In 2007, I participated in a very short-term deployment program with the United Nations High Commissioner for Refugees in Syria, interviewing Iraqi refugees. Having listened to the stories of more than 350 Iraqi refugees in four months, I really don't have words to describe the enormous suffering and violence that was unleashed in Iraq. Therefore, we welcomed the minister's announcement of the increase in overall resettlement numbers, which I know is not part of this bill. However, it is extremely unfair to make the increased numbers conditional on the passing of this bill. Suggesting that one group merits Canada's protection while the other group is bogus—in other words, pitting inland claimants against refugees overseas—is a strategy unworthy of Canada's humanitarian tradition.
I want to give you a real-life example. A young Iraqi man whom we met—I will call him Yousuf—was kidnapped in Baghdad. A large ransom was demanded and paid by his father. Yousuf had been tortured, and his family sent him to Syria upon his release, but even there he did not feel safe from his captors.
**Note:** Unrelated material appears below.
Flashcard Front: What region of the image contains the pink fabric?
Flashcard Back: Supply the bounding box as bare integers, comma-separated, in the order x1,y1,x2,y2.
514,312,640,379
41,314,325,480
Then Yousuf's father was kidnapped and a ransom of $200,000 was demanded; it was paid, and his body was returned. He was killed by the terrorists.
That man's brother is a Canadian citizen, who was deeply disturbed by his own brother's violent death and by the trauma of his nephew, Yousuf. So he assisted Yousuf to travel to Canada. Action Réfugiés met him while he was detained in the Canada Border Services Agency detention centre, having claimed refugee status right at the airport. Yousuf would unquestionably have fallen under the UNHCR referral categories, but was terrified to stay in the region, so he came to Canada. His story illustrates why we must not even imply that refugee claimants are less deserving than those who are refugees overseas.
The designated safe countries of origin emphasizes this idea that some refugees are more deserving than others. The provision is discriminatory and fails to recognize that most countries can be unsafe for some of its citizens at some point—gender claims and victims of sexual orientation are obvious examples.
The fact that refused claims from countries designated as safe will be denied access to the refugee appeal is really worrisome. Refugee claims are by definition based on individual risks of persecution, so safe country designation is a contradictory principle. It seems likely that designating countries as safe will result in increased requests for judicial review for claimants of these countries should they be denied. The Federal Court is likely to grant the review for people who have at least had an appeal at the RAD.
We understand concerns regarding demonstrably weak refugee claims, so why not allow the CBSA to designate a certain number of claims for priority processing at the IRB? This fits much better with the principle of refugee status determination, which is an individualized status.
I will now give the floor to my colleague, Maude Côté.